Holomorphic function's boundedness I found in this book (page 73) that  "the derivative of a holomorphic function is not bounded by its supremum on the same domain, but on a slightly larger domain".
Can any one explain why?
 A: The reason behind the control of the norm of the derivative of a holomorphic function by the norm of the function is the Cauchy integral formula. Consider for example a holomorphic function defined on $B_2(0) \subset \mathbb{C}$ and fix some $\varepsilon > 0$. What is the relation between $\sup_{z \in B_1(0)} |f'(z)|$ and $\sup_{z \in B_{1 + \varepsilon}(0)} |f(z)|$?
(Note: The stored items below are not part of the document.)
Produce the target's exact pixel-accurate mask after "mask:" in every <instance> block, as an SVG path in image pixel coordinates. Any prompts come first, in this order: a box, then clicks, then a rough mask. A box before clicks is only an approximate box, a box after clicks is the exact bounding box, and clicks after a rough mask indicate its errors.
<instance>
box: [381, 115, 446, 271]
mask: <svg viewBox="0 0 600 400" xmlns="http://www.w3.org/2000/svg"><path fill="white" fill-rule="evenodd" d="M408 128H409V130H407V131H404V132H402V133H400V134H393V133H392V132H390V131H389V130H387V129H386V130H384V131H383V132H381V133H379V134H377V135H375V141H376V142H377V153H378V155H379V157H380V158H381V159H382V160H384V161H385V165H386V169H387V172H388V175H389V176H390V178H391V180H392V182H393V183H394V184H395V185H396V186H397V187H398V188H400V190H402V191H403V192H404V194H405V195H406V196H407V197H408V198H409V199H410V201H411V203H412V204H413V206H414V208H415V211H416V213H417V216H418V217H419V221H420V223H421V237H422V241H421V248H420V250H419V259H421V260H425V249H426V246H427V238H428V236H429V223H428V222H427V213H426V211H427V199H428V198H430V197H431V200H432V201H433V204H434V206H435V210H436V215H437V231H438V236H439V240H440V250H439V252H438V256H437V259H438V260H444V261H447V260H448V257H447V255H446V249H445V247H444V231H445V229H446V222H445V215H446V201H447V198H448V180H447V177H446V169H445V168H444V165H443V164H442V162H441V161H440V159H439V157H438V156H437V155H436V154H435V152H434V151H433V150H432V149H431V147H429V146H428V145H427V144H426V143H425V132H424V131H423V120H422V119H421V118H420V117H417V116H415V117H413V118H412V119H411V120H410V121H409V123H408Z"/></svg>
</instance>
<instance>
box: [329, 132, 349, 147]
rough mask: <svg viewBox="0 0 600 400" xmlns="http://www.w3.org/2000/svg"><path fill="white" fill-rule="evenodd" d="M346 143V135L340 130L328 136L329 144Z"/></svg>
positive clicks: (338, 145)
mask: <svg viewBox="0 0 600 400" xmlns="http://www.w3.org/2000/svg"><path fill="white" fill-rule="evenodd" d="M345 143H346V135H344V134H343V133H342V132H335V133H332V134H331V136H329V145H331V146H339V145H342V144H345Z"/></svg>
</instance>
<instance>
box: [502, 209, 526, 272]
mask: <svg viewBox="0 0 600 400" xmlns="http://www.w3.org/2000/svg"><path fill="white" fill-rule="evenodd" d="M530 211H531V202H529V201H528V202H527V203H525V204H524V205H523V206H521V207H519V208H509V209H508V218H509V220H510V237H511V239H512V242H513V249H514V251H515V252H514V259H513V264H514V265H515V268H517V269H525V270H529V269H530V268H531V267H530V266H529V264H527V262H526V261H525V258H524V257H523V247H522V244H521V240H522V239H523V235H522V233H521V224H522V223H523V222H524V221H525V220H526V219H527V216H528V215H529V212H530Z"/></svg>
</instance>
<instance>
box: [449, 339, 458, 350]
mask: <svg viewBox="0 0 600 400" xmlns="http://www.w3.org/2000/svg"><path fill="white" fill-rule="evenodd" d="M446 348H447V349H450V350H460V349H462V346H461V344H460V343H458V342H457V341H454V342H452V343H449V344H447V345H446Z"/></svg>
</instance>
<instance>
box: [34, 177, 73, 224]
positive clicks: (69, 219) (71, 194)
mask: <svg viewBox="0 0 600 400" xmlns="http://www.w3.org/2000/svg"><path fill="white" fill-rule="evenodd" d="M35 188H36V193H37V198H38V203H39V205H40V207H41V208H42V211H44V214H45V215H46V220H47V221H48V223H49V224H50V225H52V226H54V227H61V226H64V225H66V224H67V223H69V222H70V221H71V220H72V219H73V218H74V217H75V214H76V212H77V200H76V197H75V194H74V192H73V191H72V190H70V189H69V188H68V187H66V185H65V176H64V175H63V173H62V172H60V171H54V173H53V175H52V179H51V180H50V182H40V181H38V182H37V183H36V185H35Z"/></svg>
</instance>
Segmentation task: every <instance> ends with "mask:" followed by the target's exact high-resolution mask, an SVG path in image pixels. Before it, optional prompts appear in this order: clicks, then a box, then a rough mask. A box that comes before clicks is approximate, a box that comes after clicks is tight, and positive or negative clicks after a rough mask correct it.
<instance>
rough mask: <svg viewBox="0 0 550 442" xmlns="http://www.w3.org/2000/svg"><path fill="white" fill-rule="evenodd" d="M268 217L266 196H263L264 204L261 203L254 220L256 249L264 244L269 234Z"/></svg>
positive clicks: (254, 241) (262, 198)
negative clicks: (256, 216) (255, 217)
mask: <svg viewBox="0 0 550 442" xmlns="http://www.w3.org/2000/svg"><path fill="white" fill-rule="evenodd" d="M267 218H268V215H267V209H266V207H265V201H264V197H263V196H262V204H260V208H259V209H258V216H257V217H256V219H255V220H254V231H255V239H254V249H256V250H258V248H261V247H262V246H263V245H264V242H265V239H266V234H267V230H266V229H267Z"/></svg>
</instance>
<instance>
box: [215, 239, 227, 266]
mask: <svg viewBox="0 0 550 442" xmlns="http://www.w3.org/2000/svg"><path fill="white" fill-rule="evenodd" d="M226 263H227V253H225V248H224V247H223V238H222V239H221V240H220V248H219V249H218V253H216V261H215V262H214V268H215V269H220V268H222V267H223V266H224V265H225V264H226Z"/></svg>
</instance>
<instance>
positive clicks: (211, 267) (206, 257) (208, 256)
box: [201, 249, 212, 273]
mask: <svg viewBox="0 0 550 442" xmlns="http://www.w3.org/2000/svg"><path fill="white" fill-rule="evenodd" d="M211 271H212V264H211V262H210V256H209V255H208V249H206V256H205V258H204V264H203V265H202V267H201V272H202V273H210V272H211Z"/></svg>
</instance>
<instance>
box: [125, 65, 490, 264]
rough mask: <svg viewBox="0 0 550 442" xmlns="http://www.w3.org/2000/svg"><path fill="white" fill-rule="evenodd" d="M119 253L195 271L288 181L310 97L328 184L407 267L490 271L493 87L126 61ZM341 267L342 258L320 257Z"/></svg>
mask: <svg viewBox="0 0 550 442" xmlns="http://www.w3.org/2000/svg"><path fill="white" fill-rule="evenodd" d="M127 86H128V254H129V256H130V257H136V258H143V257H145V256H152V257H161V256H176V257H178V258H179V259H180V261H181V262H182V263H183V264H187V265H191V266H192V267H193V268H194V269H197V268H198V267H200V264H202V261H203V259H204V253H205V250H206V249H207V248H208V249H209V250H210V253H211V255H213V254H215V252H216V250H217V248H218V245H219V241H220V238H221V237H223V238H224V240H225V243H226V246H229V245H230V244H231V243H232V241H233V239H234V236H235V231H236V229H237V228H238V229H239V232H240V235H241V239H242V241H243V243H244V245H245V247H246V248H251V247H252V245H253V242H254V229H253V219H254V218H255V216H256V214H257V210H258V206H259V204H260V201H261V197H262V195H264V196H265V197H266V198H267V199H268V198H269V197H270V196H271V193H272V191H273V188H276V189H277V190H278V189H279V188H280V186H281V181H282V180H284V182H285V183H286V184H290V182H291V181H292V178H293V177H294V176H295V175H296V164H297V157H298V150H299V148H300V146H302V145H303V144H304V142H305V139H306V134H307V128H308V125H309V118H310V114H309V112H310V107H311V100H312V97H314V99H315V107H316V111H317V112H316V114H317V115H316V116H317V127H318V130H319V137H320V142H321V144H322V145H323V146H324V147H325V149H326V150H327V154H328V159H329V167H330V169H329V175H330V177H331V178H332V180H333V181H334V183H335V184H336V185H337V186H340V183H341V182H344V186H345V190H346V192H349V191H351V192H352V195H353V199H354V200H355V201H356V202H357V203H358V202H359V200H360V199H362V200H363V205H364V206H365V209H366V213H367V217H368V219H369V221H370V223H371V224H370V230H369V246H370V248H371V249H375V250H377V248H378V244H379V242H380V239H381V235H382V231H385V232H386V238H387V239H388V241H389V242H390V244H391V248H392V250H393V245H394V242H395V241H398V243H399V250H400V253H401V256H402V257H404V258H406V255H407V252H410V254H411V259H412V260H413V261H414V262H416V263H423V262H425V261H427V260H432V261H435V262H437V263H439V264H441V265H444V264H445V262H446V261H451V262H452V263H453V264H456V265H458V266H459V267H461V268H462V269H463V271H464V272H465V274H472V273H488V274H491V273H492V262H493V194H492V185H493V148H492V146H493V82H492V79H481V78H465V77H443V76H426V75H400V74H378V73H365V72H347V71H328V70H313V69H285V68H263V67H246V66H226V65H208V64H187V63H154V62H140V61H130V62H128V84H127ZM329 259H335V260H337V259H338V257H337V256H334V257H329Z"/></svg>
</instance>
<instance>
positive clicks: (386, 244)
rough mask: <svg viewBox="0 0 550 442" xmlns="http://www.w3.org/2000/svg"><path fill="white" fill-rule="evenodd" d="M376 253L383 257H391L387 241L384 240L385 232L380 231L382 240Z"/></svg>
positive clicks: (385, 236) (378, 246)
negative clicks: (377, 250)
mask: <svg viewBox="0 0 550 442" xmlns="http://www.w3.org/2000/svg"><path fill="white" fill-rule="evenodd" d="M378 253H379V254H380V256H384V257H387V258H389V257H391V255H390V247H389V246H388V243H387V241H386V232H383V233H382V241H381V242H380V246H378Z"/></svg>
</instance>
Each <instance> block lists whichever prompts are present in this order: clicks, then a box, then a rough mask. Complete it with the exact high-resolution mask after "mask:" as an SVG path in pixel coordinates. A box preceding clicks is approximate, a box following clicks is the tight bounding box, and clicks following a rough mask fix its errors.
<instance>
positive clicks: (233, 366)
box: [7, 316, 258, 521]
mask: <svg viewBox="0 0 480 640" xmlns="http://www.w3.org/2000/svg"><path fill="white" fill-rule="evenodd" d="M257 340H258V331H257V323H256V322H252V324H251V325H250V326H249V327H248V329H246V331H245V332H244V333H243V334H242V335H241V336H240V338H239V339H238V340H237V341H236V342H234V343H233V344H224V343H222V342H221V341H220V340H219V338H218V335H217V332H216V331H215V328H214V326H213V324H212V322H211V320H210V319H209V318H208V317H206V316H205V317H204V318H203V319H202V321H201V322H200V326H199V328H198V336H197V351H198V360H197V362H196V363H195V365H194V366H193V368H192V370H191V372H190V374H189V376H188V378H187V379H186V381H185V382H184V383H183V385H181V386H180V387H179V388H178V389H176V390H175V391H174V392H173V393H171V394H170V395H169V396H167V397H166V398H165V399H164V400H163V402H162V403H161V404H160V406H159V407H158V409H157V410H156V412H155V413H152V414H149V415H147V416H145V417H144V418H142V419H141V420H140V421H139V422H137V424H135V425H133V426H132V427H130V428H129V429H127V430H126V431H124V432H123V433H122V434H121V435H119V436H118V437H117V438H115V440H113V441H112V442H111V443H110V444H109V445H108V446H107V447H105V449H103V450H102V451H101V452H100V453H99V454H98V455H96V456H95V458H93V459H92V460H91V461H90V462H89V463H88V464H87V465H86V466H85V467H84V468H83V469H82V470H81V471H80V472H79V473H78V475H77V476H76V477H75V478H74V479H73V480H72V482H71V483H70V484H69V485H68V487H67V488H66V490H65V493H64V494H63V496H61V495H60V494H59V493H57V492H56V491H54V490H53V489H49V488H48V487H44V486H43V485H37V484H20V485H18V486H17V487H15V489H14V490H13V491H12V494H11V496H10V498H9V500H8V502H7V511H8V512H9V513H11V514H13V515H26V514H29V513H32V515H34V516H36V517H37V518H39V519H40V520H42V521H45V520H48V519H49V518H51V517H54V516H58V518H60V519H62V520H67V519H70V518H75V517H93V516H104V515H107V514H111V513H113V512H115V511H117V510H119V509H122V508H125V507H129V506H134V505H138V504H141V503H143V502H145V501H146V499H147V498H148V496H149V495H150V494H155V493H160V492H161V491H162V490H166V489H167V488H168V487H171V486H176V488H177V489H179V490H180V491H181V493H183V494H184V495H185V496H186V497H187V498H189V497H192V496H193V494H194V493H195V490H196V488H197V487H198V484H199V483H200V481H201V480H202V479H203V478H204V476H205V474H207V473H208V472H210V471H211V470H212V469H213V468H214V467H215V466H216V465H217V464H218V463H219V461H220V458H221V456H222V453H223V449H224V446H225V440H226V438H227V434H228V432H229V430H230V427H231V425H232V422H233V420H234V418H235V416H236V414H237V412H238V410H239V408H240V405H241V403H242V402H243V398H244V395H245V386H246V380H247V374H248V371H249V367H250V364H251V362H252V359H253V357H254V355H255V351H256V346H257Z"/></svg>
The Cauchy integral formula implies that for any $z \in B_1(0)$
$$ |f'(z)| = \frac{1}{2\pi} \left| \oint_{|w| = 1 + \varepsilon} \frac{f(w)}{(z - w)^2} dw \right| \leq \frac{1}{2\pi} \oint_{|w| = 1 + \varepsilon} \left| \frac{f(w)}{(z - w)^2} \right| |dw| \\
\leq \frac{1}{2\pi\varepsilon^2} \sup_{|w| = 1 + \varepsilon} |f(w)| \oint_{|w| = 1 + \varepsilon} |dw| = C_{\varepsilon} \sup_{w \in B_{1 + \varepsilon}(0)} |f(w)| $$
and so
$$ \sup_{z \in B_1(0)} |f'(z)| \leq C_{\varepsilon} \sup_{w \in B_{1 + \varepsilon}(0)} |f(w)|.$$
That is, the norm of the derivative of a holomorphic function on $B_1(0)$ is controlled by the norm of a function on a slightly larger domain $B_{1 + \varepsilon}(0)$. You can't take $\varepsilon = 0$ in the argument above as then the integrand $\frac{f(w)}{(z - w)^2}$ won't be defined if $|z| = 1$. Note that the constant $C_\varepsilon$ is independent of $f$. As $\varepsilon \to 0$, the optimal constant $C_{\varepsilon}$ will go to $\infty$. You can't have a constant $C_0$ that works for all $f$ such that
$$ \sup_{z \in B_1(0)} |f'(z)| \leq C_0 \sup_{w \in B_{1}(0)} |f(w)| $$
as you can see by taking $f(z) = z^n$ for $n \in \mathbb{N}$.